Session 2 : Archéologie des arts du feu
    Les principaux arts du feu bénéficient également d’un passé d’études archéologiques, qui aboutissent à des résultats concernant le choix des matières premières, la typologie des fours et l’organisation des ateliers, et la qualité des produits obtenus, en relation avec l’évolution des moyens techniques.
    Ainsi peuvent être interrogés, pour la métallurgie, l’adoption de l’énergie hydraulique et la mécanisation, les modalités d’adoption des grandes innovations de la fin du Moyen Âge et de la fabrication de produits spécifiques (fers pour la construction, fonte , etc.) ; pour l’industrie verrière, la question des matières premières, de l’évolution des fours et des produits (verre plat notamment) ; pour l’industrie céramique, la production de terres cuites architecturales (briques, tuiles), la relation entre les choix techniques (matières premières, fours, revêtements) et l’utilisation de la poterie en terre.
 
Session 3 : Archéologie de la fabrication des produits artisanaux
    Les artisanats des matériaux souples (cuir, textile) ou durs (bois, matière dure animale) bénéficient d’une longue tradition mais aussi de nouveautés techniques, notamment en relation avec la maîtrise de l’énergie hydraulique. Les savoir-faire, parfois normalisés dans le cadre des métiers constitués, évoluent cependant : ils maîtrisent des produits nouveaux (teintures, poudre à canon, papier), adoptent une certaine mécanisation (filage et de tissage).
 
Section 4 : Archéologie navale (et des moyens de transport terrestres ?)
    L’étude archéologique des épaves permettent de connaître les modes de fabrication des navires : la forme des pièces et l’ordre de montage de la coque aboutissent à déterminer quelle est le principe et la méthode de construction. Chaque épave est l’occasion d’affiner la connaissance des différentes traditions de construction navale en fonction de l’espace maritime ou du bassin fluvial et de la période concernée. Dans le cas de la batellerie, ces traditions sont à mettre en relation avec les aménagements des cours d’eau.
 
Section 5 : Archéologie des techniques hydrauliques
    Le Moyen Âge et l’époque moderne se caractérisent notamment par l’emploi courant de l’énergie hydraulique et par la maîtrise des cours d’eau à des fins diverses et parfois concurrentes (transports, flottage, pêche). Les aménagements des rivières et des canaux, le drainage des marais et la construction d’étangs, l’installation de moulins bladiers et de moulins « industriels » ont laissé de nombreux vestiges matériels et ont modifié durablement l’environnement.

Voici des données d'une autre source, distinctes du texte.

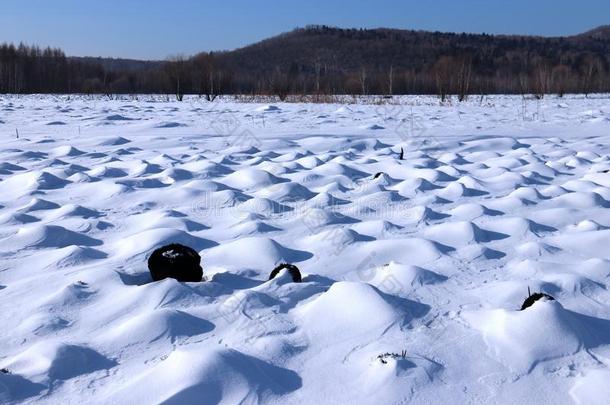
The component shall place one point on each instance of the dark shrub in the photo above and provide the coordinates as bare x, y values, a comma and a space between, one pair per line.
529, 301
175, 261
292, 270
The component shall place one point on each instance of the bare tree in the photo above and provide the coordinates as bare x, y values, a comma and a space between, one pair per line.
176, 69
464, 71
442, 74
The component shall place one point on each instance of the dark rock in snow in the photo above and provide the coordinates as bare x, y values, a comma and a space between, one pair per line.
292, 270
175, 261
529, 301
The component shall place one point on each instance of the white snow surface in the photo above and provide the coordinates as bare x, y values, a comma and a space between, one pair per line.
430, 256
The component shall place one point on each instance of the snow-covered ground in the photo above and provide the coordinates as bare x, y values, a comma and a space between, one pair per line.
428, 258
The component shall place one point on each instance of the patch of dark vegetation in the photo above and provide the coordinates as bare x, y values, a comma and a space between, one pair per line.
532, 298
292, 270
385, 356
175, 261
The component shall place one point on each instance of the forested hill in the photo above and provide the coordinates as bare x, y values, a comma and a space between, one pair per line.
328, 60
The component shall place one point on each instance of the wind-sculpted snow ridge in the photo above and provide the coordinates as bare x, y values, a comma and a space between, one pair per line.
418, 230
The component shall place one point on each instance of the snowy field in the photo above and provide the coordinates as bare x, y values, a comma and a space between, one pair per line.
426, 260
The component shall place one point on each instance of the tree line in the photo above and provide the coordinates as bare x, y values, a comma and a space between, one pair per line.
323, 60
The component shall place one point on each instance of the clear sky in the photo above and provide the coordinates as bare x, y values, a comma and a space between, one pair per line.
155, 29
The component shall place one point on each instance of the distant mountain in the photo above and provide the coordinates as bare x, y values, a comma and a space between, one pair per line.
601, 33
328, 60
118, 64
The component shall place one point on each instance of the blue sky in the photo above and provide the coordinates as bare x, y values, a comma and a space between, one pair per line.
155, 29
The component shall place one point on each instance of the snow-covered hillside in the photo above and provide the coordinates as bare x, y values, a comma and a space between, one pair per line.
414, 270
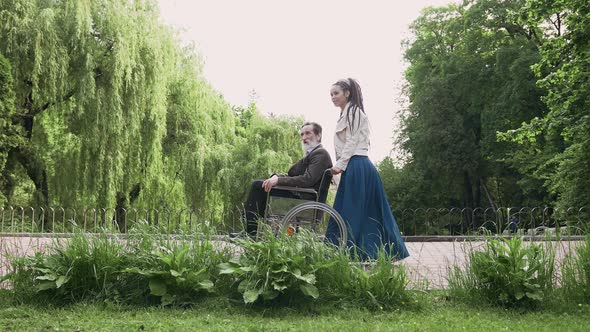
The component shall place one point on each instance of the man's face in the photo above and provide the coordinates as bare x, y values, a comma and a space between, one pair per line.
308, 138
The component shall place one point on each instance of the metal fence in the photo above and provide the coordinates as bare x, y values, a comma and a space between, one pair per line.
412, 222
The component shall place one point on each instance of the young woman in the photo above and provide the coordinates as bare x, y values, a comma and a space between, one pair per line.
360, 198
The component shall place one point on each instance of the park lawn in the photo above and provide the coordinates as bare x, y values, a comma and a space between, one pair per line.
220, 315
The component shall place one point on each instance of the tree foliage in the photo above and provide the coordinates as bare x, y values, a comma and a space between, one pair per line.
115, 113
498, 104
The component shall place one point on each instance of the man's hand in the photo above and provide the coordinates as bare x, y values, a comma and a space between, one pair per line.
335, 170
270, 182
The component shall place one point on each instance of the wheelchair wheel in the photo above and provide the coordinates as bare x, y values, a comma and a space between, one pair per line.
313, 216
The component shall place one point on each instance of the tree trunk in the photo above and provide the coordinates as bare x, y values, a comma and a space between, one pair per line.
122, 208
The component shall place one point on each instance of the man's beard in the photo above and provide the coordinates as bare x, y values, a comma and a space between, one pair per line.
308, 146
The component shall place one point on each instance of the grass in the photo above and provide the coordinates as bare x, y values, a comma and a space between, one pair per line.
222, 315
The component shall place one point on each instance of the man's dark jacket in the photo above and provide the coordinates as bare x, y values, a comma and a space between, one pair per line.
308, 171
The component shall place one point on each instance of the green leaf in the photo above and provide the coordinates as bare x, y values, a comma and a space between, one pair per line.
157, 287
251, 295
60, 281
167, 299
310, 290
283, 268
206, 284
45, 285
248, 268
309, 278
278, 286
270, 294
227, 268
538, 296
46, 277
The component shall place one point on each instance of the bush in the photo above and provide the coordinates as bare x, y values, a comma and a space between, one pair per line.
575, 272
142, 269
377, 284
505, 273
279, 267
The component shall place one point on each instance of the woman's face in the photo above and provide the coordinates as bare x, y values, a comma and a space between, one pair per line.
339, 97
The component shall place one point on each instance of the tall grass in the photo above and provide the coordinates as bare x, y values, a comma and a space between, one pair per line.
575, 274
144, 268
149, 268
505, 272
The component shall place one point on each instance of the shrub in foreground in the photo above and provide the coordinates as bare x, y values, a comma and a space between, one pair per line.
505, 272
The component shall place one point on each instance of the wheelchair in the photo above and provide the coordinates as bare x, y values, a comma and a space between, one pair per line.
308, 211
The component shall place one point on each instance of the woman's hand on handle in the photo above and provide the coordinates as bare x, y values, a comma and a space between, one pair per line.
335, 170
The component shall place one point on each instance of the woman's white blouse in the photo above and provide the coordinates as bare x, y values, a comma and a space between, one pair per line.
351, 142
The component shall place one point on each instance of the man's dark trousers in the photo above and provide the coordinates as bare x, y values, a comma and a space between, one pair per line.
256, 203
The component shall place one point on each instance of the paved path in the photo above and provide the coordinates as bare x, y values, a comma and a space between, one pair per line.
427, 265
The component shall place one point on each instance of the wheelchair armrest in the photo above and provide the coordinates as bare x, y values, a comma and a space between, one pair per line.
296, 189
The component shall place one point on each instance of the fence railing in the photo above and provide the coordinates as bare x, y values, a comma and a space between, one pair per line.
419, 221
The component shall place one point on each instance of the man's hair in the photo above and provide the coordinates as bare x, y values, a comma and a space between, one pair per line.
317, 129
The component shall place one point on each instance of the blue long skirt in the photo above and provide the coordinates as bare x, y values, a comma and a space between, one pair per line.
362, 203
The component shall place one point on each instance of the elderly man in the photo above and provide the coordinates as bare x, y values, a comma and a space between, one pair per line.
305, 173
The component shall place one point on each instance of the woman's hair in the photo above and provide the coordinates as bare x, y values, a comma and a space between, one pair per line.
355, 99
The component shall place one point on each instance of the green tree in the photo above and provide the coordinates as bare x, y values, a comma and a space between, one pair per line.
114, 113
469, 75
558, 140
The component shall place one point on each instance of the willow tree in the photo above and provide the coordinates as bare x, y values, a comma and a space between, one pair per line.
10, 136
469, 77
114, 113
92, 80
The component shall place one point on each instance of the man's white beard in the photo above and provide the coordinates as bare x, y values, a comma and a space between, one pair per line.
309, 146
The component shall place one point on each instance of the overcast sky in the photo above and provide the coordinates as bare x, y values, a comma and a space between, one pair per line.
291, 52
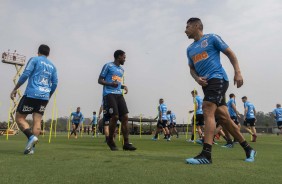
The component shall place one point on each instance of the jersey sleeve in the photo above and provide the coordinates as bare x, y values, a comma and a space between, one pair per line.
27, 71
219, 43
104, 71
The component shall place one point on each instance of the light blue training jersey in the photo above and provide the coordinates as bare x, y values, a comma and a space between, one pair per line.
251, 110
278, 114
77, 117
230, 108
163, 110
42, 78
199, 102
111, 73
204, 55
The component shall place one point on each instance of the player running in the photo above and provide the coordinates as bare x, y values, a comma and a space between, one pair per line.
250, 118
115, 107
162, 121
42, 83
205, 67
77, 119
277, 113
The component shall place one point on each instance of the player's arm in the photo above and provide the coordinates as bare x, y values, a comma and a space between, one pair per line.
26, 73
200, 80
238, 79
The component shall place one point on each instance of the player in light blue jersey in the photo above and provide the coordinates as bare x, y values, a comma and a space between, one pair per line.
250, 118
111, 77
94, 123
162, 122
77, 119
205, 67
42, 83
277, 113
172, 123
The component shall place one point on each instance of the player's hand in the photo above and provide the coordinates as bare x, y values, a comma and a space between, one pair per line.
125, 90
114, 84
238, 79
202, 81
13, 94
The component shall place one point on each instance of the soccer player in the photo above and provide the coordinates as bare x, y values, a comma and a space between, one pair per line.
42, 82
172, 125
114, 103
162, 122
198, 102
277, 113
250, 118
94, 123
205, 67
77, 119
234, 114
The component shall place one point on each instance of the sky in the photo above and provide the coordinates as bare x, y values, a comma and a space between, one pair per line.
83, 35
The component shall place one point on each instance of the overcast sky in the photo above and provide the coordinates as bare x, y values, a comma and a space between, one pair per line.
84, 34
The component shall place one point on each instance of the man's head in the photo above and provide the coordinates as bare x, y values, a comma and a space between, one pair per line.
120, 56
194, 93
231, 96
194, 25
244, 99
43, 50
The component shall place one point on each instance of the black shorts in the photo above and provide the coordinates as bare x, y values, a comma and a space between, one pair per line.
114, 105
31, 105
235, 119
162, 124
279, 124
215, 91
250, 122
199, 120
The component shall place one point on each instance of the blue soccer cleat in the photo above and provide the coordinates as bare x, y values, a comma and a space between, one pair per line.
200, 159
29, 146
252, 156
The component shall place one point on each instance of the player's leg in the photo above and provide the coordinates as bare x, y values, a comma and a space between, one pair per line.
232, 128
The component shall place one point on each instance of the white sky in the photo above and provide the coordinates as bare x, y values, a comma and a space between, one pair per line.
83, 36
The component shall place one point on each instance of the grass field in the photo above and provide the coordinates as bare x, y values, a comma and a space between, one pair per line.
88, 160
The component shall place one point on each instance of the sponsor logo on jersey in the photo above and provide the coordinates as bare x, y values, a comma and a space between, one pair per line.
199, 57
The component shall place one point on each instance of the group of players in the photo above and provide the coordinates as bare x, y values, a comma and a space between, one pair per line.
205, 67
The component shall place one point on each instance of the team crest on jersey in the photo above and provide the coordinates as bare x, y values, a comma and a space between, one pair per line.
204, 43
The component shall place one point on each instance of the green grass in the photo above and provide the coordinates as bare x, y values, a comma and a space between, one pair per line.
88, 160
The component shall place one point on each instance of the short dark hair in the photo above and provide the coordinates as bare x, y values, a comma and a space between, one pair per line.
44, 50
231, 95
118, 53
244, 97
196, 20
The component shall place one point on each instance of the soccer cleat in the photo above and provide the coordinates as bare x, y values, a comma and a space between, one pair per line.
154, 139
31, 142
228, 145
252, 156
200, 159
200, 141
129, 147
112, 145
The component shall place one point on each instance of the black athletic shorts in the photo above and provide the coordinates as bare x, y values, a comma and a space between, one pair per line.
279, 124
114, 104
235, 119
250, 122
199, 120
162, 124
31, 105
215, 91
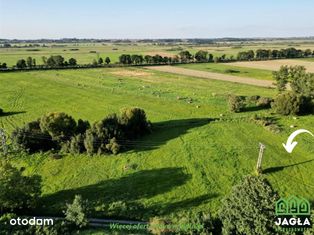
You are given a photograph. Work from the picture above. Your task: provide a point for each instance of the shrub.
(31, 138)
(59, 126)
(17, 191)
(76, 212)
(134, 122)
(290, 103)
(264, 102)
(75, 145)
(99, 138)
(249, 209)
(236, 103)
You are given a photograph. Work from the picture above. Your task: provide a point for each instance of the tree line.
(60, 132)
(201, 56)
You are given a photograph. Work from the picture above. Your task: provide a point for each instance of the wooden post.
(3, 142)
(260, 158)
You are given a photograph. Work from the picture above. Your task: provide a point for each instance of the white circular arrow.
(290, 145)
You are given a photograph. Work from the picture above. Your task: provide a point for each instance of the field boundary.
(213, 76)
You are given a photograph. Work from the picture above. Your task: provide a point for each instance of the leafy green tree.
(250, 208)
(100, 60)
(76, 212)
(236, 103)
(29, 62)
(99, 137)
(134, 122)
(201, 56)
(21, 64)
(72, 62)
(291, 103)
(30, 138)
(185, 56)
(107, 60)
(55, 61)
(125, 59)
(59, 126)
(17, 191)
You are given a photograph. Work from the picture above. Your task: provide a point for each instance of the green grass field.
(231, 70)
(189, 162)
(82, 51)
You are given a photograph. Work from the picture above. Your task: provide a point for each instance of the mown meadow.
(197, 151)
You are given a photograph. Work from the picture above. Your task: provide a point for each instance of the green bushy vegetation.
(60, 131)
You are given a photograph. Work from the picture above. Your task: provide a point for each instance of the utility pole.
(3, 139)
(260, 158)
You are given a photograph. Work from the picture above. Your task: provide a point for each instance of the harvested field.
(215, 76)
(274, 64)
(131, 73)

    Ces travaux d’envergure peuvent être étudiés sur les sites de monastères, de châteaux et de leur jardin, et dans un cadre urbain.
    Toutes ces études peuvent donner lieu à l’emploi d’approches particulières, qui ressortissent soit de la confrontation avec d’autres sources, soit de la conjugaison d’approches différentes, soit de moyens particuliers pour analyser la qualité et la facture des produits et déchets, décrire et quantifier les processus :
- l’archéologie expérimentale, très fructueuse et aujourd’hui indispensable
- l’utilisation des méthodes de laboratoire pour reconstituer le mode de fabrication d’un produit ou d’un objet
- la confrontation avec les savoirs traditionnels encore observables en Europe ou hors d’Europe (ethnoarchéologie)
- la confrontation entre fouille et archéologie « industrielle » qui n’est autre que la conjonction entre l’archéologie du sol et l’archéologie du bâti des anciennes manufactures ou usines
- l’interrogation mutuelle des sources sur les sites bien documentés par l’écrit, l’image et le terrain.
Ces approches, éventuellement associées à une réflexion méthodologique, pourront le cas échéant donner lieu à une direction (ou thème ou section) intitulée « méthodologie ».
Par le biais de l’extraction ou de la fabrication de matériaux de construction et de leur mise en oeuvre sur les chantiers, l’archéologie des techniques a des rapports étroits avec l’archéologie du bâti, notamment dans sa section 1.